Cuando estaba en mi primer viaje misionero de verano a corto plazo con Cru, trabajé en una tienda por departamentos durante el día como parte de nuestra divulgación evangelística, donde tenía un gerente malhablado y de mal genio.
Después de días de orar por valor, le pregunté si podía contarle más sobre por qué estaba allí ese verano. Me invitó a almorzar a su casa un domingo.
Después de la iglesia, conduje hasta su tráiler y llamé a la puerta. Estaba temblando.
La mujer que respondió la puerta no vivía allí, pero evidentemente acababa de despertarse. Me invitó a entrar, explicando que habían tenido una gran fiesta toda la noche. Todos estaban dormidos, pero ella se ofreció a despertar a mi jefe.
Él se tambaleó, me ofreció una bebida, y luego preguntó: “Entonces, ¿de qué querías hablar?”.
Quería estar muy, muy lejos de ese tráiler y de esta conversación. Pero en un momento milagroso abrí la boca, conté cómo me había convertido en cristiano y luego, usando el folleto evangelístico de las Cuatro Leyes Espirituales, le expliqué cómo podría convertirse en cristiano.
En cada paso del camino, desde mi solicitud para reunirme con él, hasta mi viaje esa tarde de domingo, hasta tocar a su puerta, hasta sentarme en el taburete en el tráiler, tuve que pasar del miedo a la fe y a la acción valiente.
Hizo un par de preguntas y luego me agradeció por haber pasado. Eso fue todo.
Pero mientras me alejaba, pensé: Señor, Tú me diste la fuerza. Fue posible solo por el poder del Espíritu Santo y mi dependencia de Él.
En Isaías 41:10 el Señor dice: “No temas, porque yo estoy contigo; no te angusties, porque yo soy tu Dios. Te fortaleceré, ciertamente te ayudaré, ciertamente te sostendré con mi diestra justa”.
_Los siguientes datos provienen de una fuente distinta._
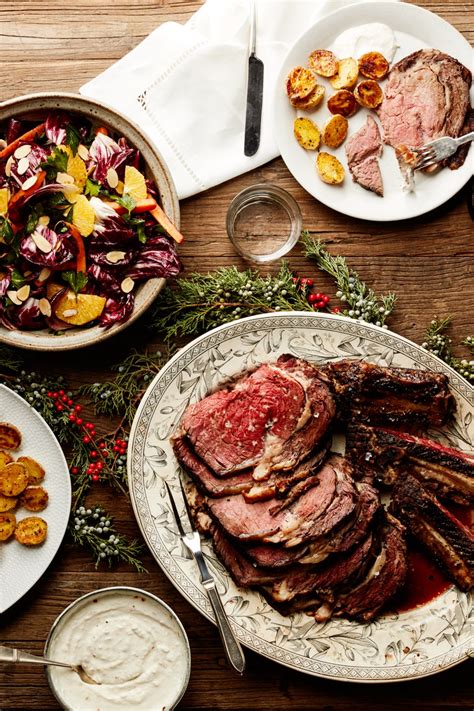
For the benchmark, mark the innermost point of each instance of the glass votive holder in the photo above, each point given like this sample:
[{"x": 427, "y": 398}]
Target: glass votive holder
[{"x": 263, "y": 223}]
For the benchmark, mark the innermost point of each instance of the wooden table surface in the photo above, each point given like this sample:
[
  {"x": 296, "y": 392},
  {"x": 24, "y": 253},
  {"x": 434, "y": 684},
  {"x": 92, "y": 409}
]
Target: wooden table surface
[{"x": 48, "y": 45}]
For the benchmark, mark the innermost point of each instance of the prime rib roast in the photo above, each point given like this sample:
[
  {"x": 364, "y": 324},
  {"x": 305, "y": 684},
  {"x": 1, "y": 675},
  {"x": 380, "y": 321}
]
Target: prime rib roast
[
  {"x": 303, "y": 524},
  {"x": 386, "y": 454},
  {"x": 426, "y": 96},
  {"x": 444, "y": 537}
]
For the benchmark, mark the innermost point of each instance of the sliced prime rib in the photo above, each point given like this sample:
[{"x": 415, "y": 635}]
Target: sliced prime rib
[
  {"x": 270, "y": 419},
  {"x": 394, "y": 397},
  {"x": 386, "y": 454},
  {"x": 445, "y": 538},
  {"x": 426, "y": 96},
  {"x": 363, "y": 151},
  {"x": 317, "y": 511}
]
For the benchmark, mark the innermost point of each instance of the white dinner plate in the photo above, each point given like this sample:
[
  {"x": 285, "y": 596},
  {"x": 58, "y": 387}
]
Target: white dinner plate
[
  {"x": 22, "y": 566},
  {"x": 414, "y": 28},
  {"x": 393, "y": 647}
]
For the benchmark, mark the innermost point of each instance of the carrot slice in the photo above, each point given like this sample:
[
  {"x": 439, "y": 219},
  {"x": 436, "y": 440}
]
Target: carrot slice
[
  {"x": 81, "y": 250},
  {"x": 163, "y": 220},
  {"x": 25, "y": 138}
]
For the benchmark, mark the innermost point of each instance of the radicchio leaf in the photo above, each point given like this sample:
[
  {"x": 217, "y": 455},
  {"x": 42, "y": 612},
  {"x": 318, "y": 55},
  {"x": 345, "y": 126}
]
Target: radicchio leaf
[
  {"x": 61, "y": 256},
  {"x": 117, "y": 310},
  {"x": 158, "y": 258},
  {"x": 106, "y": 153}
]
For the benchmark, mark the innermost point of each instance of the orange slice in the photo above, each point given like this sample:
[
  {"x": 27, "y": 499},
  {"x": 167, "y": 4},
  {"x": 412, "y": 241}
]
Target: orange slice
[
  {"x": 134, "y": 183},
  {"x": 83, "y": 215}
]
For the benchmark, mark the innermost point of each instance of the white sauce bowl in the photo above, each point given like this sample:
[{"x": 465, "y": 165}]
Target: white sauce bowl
[{"x": 130, "y": 641}]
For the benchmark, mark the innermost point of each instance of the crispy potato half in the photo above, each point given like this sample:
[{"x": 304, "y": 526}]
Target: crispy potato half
[
  {"x": 343, "y": 102},
  {"x": 300, "y": 83},
  {"x": 5, "y": 458},
  {"x": 34, "y": 498},
  {"x": 373, "y": 65},
  {"x": 312, "y": 101},
  {"x": 330, "y": 169},
  {"x": 368, "y": 93},
  {"x": 31, "y": 531},
  {"x": 323, "y": 62},
  {"x": 10, "y": 436},
  {"x": 347, "y": 74},
  {"x": 7, "y": 525},
  {"x": 13, "y": 479},
  {"x": 307, "y": 133},
  {"x": 335, "y": 131},
  {"x": 7, "y": 503},
  {"x": 34, "y": 470}
]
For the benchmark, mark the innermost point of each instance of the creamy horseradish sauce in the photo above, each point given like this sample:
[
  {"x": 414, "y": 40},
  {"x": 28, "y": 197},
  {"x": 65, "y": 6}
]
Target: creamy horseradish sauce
[
  {"x": 373, "y": 37},
  {"x": 128, "y": 643}
]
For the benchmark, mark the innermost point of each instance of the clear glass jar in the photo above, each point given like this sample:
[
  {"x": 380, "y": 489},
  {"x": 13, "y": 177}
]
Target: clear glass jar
[{"x": 263, "y": 223}]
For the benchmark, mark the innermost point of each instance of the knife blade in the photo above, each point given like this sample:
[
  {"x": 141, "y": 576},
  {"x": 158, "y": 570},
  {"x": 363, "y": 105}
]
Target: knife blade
[{"x": 253, "y": 118}]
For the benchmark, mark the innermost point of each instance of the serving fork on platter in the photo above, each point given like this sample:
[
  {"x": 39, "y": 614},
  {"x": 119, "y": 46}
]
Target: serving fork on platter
[
  {"x": 192, "y": 542},
  {"x": 437, "y": 150}
]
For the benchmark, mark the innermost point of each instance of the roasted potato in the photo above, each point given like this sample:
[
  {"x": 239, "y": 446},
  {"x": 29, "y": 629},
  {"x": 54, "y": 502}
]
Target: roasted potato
[
  {"x": 347, "y": 74},
  {"x": 330, "y": 169},
  {"x": 34, "y": 498},
  {"x": 7, "y": 525},
  {"x": 10, "y": 436},
  {"x": 7, "y": 503},
  {"x": 323, "y": 62},
  {"x": 5, "y": 458},
  {"x": 300, "y": 83},
  {"x": 307, "y": 134},
  {"x": 368, "y": 93},
  {"x": 312, "y": 101},
  {"x": 79, "y": 309},
  {"x": 373, "y": 65},
  {"x": 34, "y": 470},
  {"x": 13, "y": 479},
  {"x": 31, "y": 531},
  {"x": 335, "y": 131},
  {"x": 343, "y": 102}
]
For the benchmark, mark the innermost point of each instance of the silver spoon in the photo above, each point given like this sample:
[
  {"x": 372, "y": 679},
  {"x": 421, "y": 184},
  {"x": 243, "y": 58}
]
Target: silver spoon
[{"x": 7, "y": 654}]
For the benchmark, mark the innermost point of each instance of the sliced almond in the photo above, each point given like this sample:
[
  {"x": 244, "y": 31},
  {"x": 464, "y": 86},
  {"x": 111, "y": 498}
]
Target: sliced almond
[
  {"x": 23, "y": 292},
  {"x": 8, "y": 166},
  {"x": 64, "y": 179},
  {"x": 127, "y": 285},
  {"x": 112, "y": 177},
  {"x": 114, "y": 257},
  {"x": 45, "y": 307},
  {"x": 23, "y": 151},
  {"x": 12, "y": 295},
  {"x": 23, "y": 165},
  {"x": 41, "y": 242},
  {"x": 44, "y": 274},
  {"x": 29, "y": 182},
  {"x": 82, "y": 152}
]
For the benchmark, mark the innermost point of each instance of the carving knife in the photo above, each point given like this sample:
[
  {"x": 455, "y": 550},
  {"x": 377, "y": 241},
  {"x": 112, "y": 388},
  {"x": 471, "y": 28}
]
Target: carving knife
[{"x": 253, "y": 117}]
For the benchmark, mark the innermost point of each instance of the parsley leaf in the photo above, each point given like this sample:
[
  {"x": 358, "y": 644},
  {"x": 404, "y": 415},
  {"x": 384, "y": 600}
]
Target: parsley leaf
[{"x": 76, "y": 280}]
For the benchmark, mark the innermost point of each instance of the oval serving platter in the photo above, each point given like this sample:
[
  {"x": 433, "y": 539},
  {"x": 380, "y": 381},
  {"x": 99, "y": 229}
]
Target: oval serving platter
[{"x": 395, "y": 646}]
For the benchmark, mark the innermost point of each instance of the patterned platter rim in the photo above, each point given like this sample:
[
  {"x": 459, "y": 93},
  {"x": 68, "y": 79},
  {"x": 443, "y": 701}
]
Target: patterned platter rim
[{"x": 453, "y": 607}]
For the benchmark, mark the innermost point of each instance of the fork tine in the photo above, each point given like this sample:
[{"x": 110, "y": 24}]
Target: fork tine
[
  {"x": 188, "y": 510},
  {"x": 175, "y": 510}
]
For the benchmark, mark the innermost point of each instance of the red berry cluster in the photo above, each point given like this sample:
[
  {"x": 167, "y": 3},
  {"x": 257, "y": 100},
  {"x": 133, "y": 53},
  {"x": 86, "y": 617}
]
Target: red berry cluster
[
  {"x": 98, "y": 452},
  {"x": 317, "y": 299}
]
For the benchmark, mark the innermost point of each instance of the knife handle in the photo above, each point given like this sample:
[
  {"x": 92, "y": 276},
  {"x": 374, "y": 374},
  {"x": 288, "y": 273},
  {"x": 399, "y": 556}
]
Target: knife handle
[{"x": 231, "y": 644}]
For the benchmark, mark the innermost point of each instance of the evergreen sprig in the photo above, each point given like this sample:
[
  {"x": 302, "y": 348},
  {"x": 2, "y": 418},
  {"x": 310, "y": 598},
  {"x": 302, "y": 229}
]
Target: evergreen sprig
[
  {"x": 361, "y": 302},
  {"x": 202, "y": 301}
]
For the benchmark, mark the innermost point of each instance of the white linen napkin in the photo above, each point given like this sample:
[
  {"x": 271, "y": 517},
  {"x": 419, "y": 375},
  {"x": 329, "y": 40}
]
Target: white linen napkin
[{"x": 185, "y": 85}]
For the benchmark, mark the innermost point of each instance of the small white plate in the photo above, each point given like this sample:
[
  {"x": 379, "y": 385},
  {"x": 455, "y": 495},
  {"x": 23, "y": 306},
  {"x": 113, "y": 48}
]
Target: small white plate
[
  {"x": 414, "y": 28},
  {"x": 22, "y": 566}
]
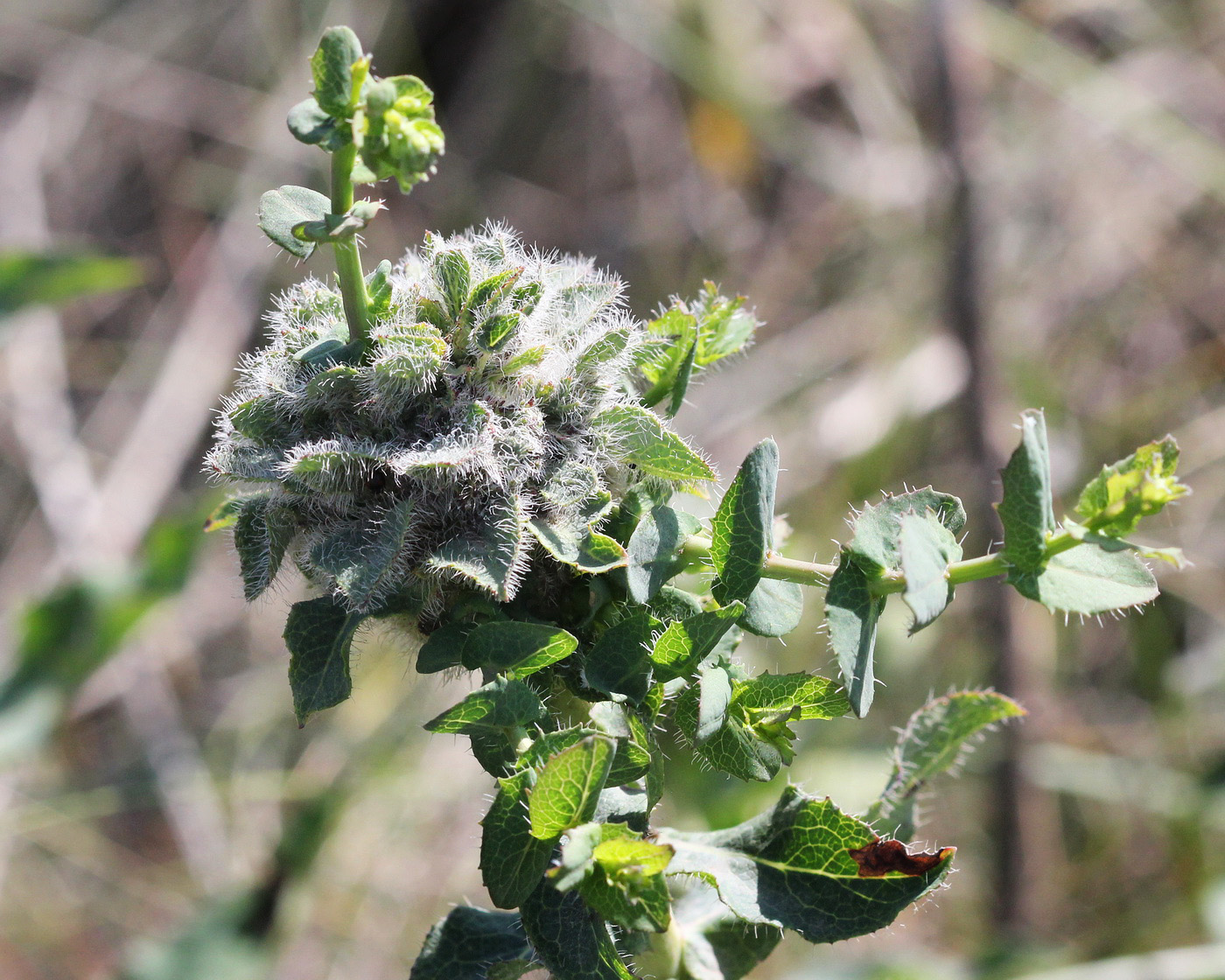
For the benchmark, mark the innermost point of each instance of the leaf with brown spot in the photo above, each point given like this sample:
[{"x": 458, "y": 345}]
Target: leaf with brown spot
[{"x": 881, "y": 858}]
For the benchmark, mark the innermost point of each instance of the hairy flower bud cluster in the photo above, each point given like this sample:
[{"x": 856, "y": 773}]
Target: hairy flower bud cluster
[{"x": 486, "y": 424}]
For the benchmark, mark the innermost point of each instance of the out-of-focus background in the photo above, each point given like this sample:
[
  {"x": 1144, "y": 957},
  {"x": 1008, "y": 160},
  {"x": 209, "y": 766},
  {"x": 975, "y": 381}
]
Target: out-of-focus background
[{"x": 945, "y": 211}]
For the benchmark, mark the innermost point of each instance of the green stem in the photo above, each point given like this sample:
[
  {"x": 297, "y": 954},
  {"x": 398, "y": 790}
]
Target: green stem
[{"x": 348, "y": 259}]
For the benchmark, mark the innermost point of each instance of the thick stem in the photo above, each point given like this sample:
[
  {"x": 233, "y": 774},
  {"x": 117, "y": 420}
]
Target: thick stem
[{"x": 348, "y": 259}]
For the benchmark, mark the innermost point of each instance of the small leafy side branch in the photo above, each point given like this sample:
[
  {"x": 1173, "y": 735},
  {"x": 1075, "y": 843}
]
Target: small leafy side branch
[{"x": 474, "y": 444}]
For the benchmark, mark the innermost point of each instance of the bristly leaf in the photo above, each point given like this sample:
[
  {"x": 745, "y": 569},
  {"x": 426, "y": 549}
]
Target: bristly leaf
[
  {"x": 647, "y": 444},
  {"x": 927, "y": 548},
  {"x": 794, "y": 864},
  {"x": 473, "y": 943},
  {"x": 284, "y": 208},
  {"x": 851, "y": 612},
  {"x": 318, "y": 634},
  {"x": 501, "y": 704},
  {"x": 332, "y": 67},
  {"x": 518, "y": 647},
  {"x": 571, "y": 940},
  {"x": 1087, "y": 581},
  {"x": 512, "y": 860},
  {"x": 1138, "y": 486},
  {"x": 936, "y": 740},
  {"x": 569, "y": 787},
  {"x": 741, "y": 533},
  {"x": 1026, "y": 510}
]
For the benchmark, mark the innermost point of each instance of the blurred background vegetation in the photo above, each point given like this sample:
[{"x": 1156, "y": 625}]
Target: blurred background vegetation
[{"x": 945, "y": 210}]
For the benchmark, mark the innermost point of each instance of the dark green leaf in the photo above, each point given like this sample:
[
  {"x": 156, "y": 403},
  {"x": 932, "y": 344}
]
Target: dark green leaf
[
  {"x": 774, "y": 608},
  {"x": 851, "y": 612},
  {"x": 741, "y": 533},
  {"x": 318, "y": 634},
  {"x": 500, "y": 704},
  {"x": 284, "y": 208},
  {"x": 1026, "y": 510},
  {"x": 569, "y": 787},
  {"x": 619, "y": 663},
  {"x": 512, "y": 861},
  {"x": 795, "y": 866},
  {"x": 469, "y": 943},
  {"x": 518, "y": 647}
]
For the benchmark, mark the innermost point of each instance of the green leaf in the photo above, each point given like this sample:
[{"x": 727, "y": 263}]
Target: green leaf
[
  {"x": 927, "y": 548},
  {"x": 262, "y": 532},
  {"x": 332, "y": 69},
  {"x": 653, "y": 549},
  {"x": 284, "y": 208},
  {"x": 569, "y": 787},
  {"x": 571, "y": 941},
  {"x": 365, "y": 559},
  {"x": 1115, "y": 501},
  {"x": 774, "y": 608},
  {"x": 851, "y": 612},
  {"x": 1087, "y": 581},
  {"x": 640, "y": 438},
  {"x": 512, "y": 860},
  {"x": 619, "y": 663},
  {"x": 471, "y": 943},
  {"x": 444, "y": 648},
  {"x": 878, "y": 527},
  {"x": 500, "y": 704},
  {"x": 714, "y": 943},
  {"x": 309, "y": 124},
  {"x": 493, "y": 559},
  {"x": 741, "y": 533},
  {"x": 795, "y": 867},
  {"x": 32, "y": 278},
  {"x": 1026, "y": 510},
  {"x": 518, "y": 647},
  {"x": 318, "y": 634},
  {"x": 585, "y": 550},
  {"x": 936, "y": 740},
  {"x": 686, "y": 642}
]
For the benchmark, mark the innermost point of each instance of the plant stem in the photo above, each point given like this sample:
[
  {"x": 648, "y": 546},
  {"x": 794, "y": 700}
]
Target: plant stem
[{"x": 348, "y": 259}]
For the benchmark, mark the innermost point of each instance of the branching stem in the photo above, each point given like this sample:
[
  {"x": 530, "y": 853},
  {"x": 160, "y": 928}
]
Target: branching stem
[
  {"x": 696, "y": 553},
  {"x": 348, "y": 259}
]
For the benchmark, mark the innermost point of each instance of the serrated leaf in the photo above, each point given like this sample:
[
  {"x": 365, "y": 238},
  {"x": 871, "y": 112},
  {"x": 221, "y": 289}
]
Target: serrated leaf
[
  {"x": 318, "y": 634},
  {"x": 1026, "y": 510},
  {"x": 875, "y": 544},
  {"x": 518, "y": 647},
  {"x": 642, "y": 438},
  {"x": 686, "y": 642},
  {"x": 500, "y": 704},
  {"x": 851, "y": 612},
  {"x": 332, "y": 69},
  {"x": 936, "y": 740},
  {"x": 284, "y": 208},
  {"x": 364, "y": 559},
  {"x": 927, "y": 548},
  {"x": 262, "y": 532},
  {"x": 774, "y": 608},
  {"x": 569, "y": 787},
  {"x": 1115, "y": 501},
  {"x": 714, "y": 943},
  {"x": 652, "y": 550},
  {"x": 741, "y": 533},
  {"x": 471, "y": 943},
  {"x": 571, "y": 941},
  {"x": 1087, "y": 581},
  {"x": 795, "y": 867},
  {"x": 512, "y": 860},
  {"x": 582, "y": 549},
  {"x": 619, "y": 663},
  {"x": 494, "y": 557}
]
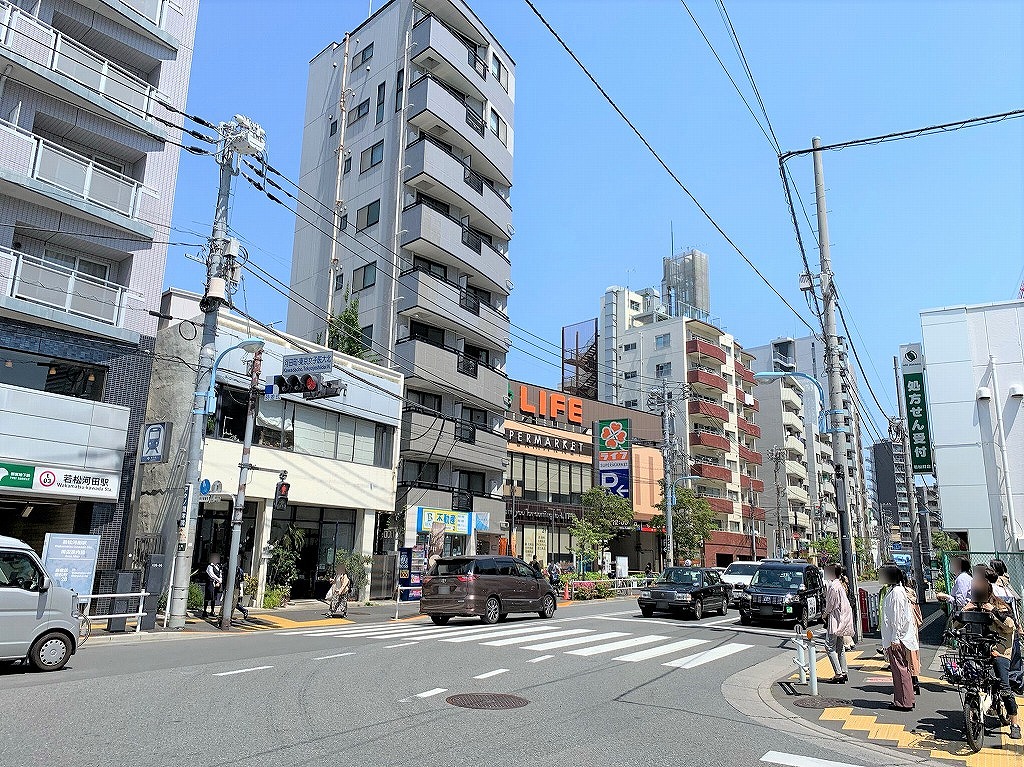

Mi viaje de mochilero en Alaska me ofreció muchas ilustraciones sobre las recompensas del coraje, especialmente esa mañana en el borde de la cima.
Con miedo y temblores, accedí a seguir adelante en lugar de regresar. Si pudieras haber visto la emoción en los ojos de los chicos. Tuvimos la oportunidad de enfrentar el mayor desafío, el más desafiante y mortal que jamás habíamos intentado conquistar.
Con pasos de bebé dolorosamente lentos, nos deslizamos de un lado a otro por el deslizamiento de rocas. Eventualmente llegamos al banco de nieve y, para el deleite de mis hijos y mi pesar, también nos deslizamos por la nieve en parte del camino.
Tuvimos que cruzar 6 bancos de nieve más para llegar a suelo firme. Después de horas en este difícil descenso, finalmente terminamos, presenciando a jóvenes caribúes saltando y jugando sobre el hielo.
¿Qué hice con mi miedo de la noche anterior? Escuché a mis hijos, evalué la situación basándome en mi experiencia y luego pasé por el borde.
Cuando Dios me pide que lo obedezca, pero siento miedo, pienso en esa caminata. Si no hubiera aceptado el desafío de mis hijos para descender por esa peligrosa cima, me habría perdido la aventura.
Si no confío en Dios cuando me llama a hacer algo que me da miedo, me pierdo de experimentarlo de nuevas maneras y de ver Su gloria.
A lo largo de la vida, pero especialmente como creyentes en Jesús, todos necesitamos pasar del miedo a la fe y a la acción valiente. A través de esta fe, ya sea infantil o desesperada, podemos descubrir una nueva dimensión de la majestad y el poder de Dios.